Using Bayesian Networks to Identify the Causal Effect of Speeding in Individual Vehicle/Pedestrian Collisions

arXiv:1301.2264v113 citations
Originality Synthesis-oriented
AI Analysis

This provides a method for traffic safety analysis to quantify the impact of speeding on accidents, though it is incremental as it applies existing Bayesian network techniques to a specific domain.

The paper tackled the problem of estimating the causal effect of speeding on vehicle/pedestrian collisions by computing the probability that speeding was a necessary condition for each accident, using Bayesian networks to unify uncertainty and causal analyses from accident reconstruction literature.

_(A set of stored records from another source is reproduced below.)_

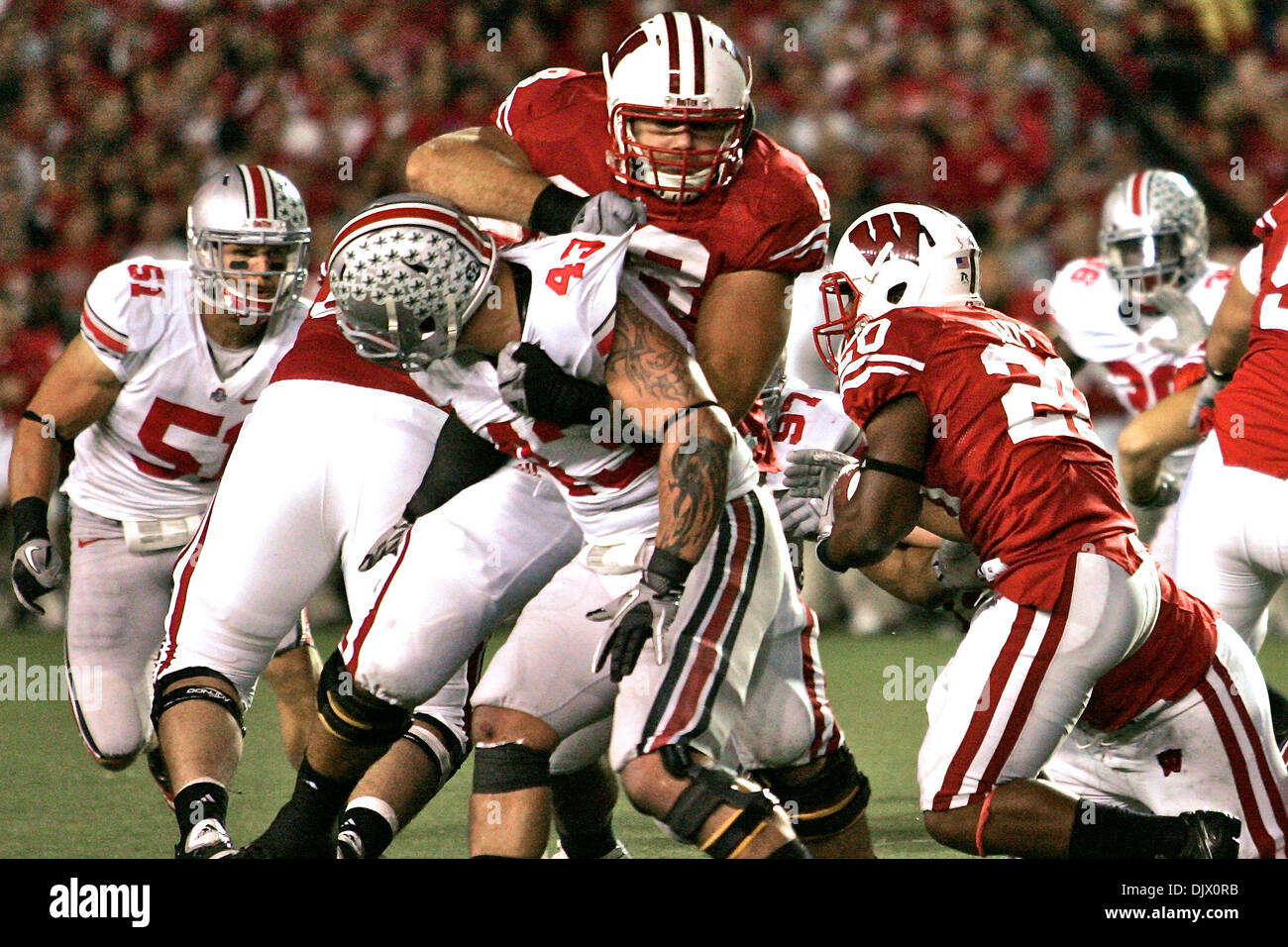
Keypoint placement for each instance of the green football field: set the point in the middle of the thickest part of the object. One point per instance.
(54, 801)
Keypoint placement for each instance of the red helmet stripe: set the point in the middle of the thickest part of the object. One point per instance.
(1137, 197)
(699, 56)
(629, 46)
(673, 51)
(258, 192)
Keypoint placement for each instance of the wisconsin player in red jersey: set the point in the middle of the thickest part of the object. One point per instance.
(730, 215)
(973, 411)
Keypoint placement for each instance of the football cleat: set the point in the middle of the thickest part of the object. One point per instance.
(348, 845)
(1211, 835)
(207, 839)
(160, 775)
(617, 852)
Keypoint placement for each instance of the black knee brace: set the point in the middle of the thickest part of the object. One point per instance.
(162, 698)
(355, 715)
(709, 788)
(509, 768)
(827, 802)
(437, 741)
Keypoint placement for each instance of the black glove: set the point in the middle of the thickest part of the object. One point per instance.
(561, 211)
(647, 611)
(38, 567)
(532, 384)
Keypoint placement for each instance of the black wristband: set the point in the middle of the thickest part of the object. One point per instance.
(893, 470)
(30, 519)
(668, 569)
(554, 210)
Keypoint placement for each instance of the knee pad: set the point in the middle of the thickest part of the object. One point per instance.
(825, 802)
(509, 768)
(709, 788)
(163, 698)
(352, 714)
(436, 740)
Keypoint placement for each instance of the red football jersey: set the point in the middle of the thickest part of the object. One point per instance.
(1249, 419)
(322, 354)
(773, 215)
(1012, 453)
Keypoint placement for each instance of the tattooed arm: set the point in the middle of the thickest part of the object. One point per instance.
(651, 372)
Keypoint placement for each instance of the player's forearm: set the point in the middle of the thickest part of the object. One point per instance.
(694, 479)
(34, 464)
(478, 172)
(1149, 438)
(1228, 339)
(906, 574)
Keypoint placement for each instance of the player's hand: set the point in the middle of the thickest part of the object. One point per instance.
(1167, 492)
(1206, 398)
(647, 611)
(956, 567)
(1190, 328)
(532, 384)
(38, 570)
(389, 541)
(609, 213)
(802, 515)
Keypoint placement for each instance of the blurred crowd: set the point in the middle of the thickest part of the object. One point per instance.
(112, 112)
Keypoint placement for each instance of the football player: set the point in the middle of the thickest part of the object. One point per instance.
(171, 355)
(973, 411)
(1141, 309)
(732, 215)
(683, 478)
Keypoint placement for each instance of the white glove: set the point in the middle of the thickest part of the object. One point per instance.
(1166, 495)
(609, 213)
(387, 541)
(38, 569)
(957, 567)
(1190, 328)
(802, 515)
(811, 474)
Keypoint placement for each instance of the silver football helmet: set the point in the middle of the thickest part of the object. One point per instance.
(407, 273)
(1153, 234)
(249, 243)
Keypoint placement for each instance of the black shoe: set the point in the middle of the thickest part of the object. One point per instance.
(1211, 835)
(291, 836)
(207, 839)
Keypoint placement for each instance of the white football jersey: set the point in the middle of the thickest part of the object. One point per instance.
(606, 474)
(810, 419)
(1140, 360)
(160, 450)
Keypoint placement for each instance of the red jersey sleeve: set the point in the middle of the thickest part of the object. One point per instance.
(883, 361)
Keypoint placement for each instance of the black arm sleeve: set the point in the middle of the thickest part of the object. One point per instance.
(462, 458)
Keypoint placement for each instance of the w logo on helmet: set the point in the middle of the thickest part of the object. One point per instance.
(897, 234)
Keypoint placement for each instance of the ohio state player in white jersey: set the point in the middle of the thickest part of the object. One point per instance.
(1141, 309)
(170, 359)
(578, 338)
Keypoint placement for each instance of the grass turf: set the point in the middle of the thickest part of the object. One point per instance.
(54, 801)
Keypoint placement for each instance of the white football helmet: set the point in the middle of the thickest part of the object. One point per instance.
(240, 206)
(407, 273)
(896, 257)
(1153, 234)
(678, 67)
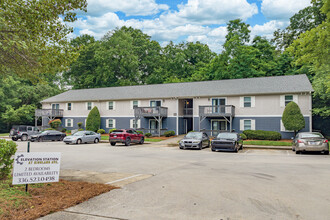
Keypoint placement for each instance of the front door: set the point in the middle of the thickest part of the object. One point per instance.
(218, 125)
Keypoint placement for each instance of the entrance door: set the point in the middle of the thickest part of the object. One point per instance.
(218, 105)
(218, 125)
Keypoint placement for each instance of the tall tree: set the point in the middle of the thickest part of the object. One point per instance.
(33, 37)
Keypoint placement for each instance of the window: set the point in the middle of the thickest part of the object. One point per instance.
(89, 106)
(155, 103)
(110, 105)
(135, 104)
(68, 122)
(247, 101)
(69, 106)
(247, 125)
(288, 99)
(110, 123)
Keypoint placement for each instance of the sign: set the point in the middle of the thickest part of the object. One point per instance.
(36, 167)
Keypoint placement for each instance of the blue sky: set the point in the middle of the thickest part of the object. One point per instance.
(187, 20)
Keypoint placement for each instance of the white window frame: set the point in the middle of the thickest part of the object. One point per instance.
(92, 105)
(67, 122)
(67, 106)
(131, 121)
(242, 123)
(113, 105)
(113, 123)
(283, 128)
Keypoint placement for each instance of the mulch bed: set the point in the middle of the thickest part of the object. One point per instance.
(53, 197)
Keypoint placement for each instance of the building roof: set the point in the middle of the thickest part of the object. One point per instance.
(228, 87)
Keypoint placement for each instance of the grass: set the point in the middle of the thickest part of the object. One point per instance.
(267, 143)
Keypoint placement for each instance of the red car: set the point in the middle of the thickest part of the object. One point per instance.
(126, 136)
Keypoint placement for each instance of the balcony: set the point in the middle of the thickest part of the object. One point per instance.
(50, 113)
(157, 111)
(217, 111)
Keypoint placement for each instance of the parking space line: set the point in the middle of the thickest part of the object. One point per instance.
(129, 177)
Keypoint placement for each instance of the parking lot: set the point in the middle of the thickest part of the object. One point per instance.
(168, 183)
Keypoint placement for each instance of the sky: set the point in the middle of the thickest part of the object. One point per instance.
(186, 20)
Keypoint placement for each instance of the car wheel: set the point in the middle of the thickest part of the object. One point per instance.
(24, 137)
(128, 142)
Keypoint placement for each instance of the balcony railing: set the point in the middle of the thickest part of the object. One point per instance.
(188, 112)
(157, 111)
(49, 112)
(216, 110)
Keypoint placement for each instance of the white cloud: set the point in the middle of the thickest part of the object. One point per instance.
(282, 9)
(268, 28)
(207, 12)
(130, 8)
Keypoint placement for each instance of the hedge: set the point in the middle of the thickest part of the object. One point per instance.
(262, 135)
(7, 150)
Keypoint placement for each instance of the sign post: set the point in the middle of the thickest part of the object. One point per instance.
(36, 167)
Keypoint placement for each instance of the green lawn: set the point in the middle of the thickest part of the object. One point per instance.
(267, 143)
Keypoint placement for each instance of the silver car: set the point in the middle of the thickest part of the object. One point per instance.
(82, 137)
(310, 141)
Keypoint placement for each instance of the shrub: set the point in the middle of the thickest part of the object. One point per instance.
(111, 130)
(93, 121)
(262, 135)
(169, 133)
(79, 124)
(292, 118)
(7, 150)
(101, 131)
(55, 123)
(243, 136)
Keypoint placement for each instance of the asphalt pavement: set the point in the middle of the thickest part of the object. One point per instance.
(193, 184)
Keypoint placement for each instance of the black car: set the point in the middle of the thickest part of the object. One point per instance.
(49, 135)
(227, 141)
(23, 132)
(196, 140)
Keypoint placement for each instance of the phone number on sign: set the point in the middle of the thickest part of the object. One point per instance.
(36, 179)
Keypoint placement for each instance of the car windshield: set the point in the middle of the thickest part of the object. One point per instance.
(311, 135)
(227, 136)
(193, 135)
(79, 133)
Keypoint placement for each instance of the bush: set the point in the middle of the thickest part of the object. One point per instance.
(79, 124)
(7, 150)
(243, 136)
(169, 133)
(262, 135)
(55, 123)
(93, 121)
(101, 131)
(111, 130)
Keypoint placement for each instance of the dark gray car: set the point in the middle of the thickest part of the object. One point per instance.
(310, 141)
(197, 140)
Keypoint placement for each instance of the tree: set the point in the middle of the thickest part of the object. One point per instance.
(33, 37)
(292, 118)
(93, 121)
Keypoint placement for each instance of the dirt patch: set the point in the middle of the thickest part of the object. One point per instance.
(52, 197)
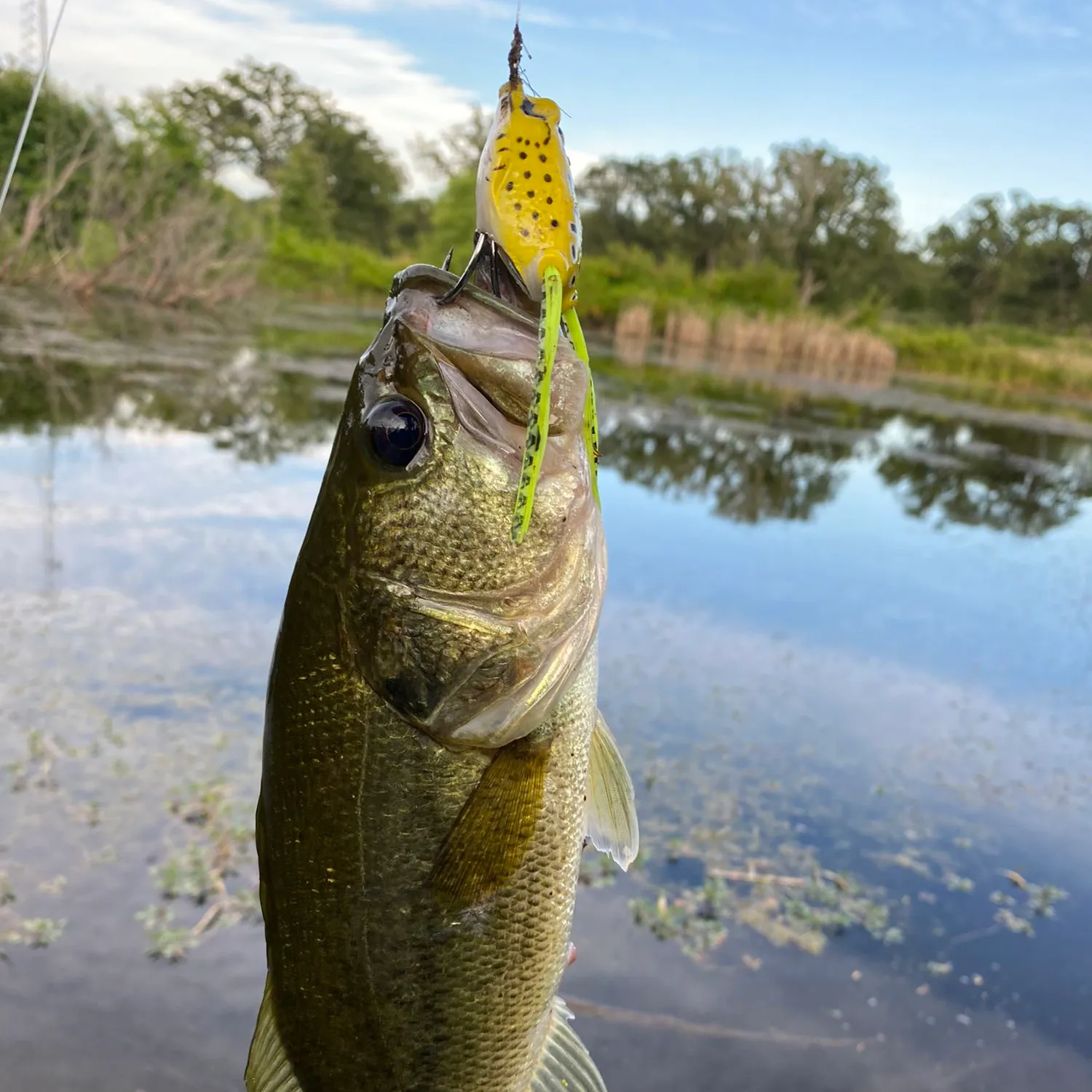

On roads showing significant violations of posted speed limits, one measure of the safety effect of speeding is the difference between the road's actual accident count and the count that would have occurred if the posted speed limit had been strictly obeyed. An estimate of this accident reduction can be had by computing the probability that speeding was a necessary condition for each of set of accidents. This is an instance of assessing individual probabilities of causation, which is generally not possible absent prior knowledge of causal structure. For traffic accidents such prior knowledge is often available and this paper illustrates how, for a commonly occurring class of vehicle/pedestrian accidents, approaches to uncertainty and causal analyses appearing in the accident reconstruction literature can be unified using Bayesian networks. Measured skidmarks, pedestrian throw distances, and pedestrian injury severity are treated as evidence, and using the Gibbs Sampling routine BUGS, the posterior probability distribution over exogenous variables, such as the vehicle's initial speed, location, and driver reaction time, is computed. This posterior distribution is then used to compute the "probability of necessity" for speeding.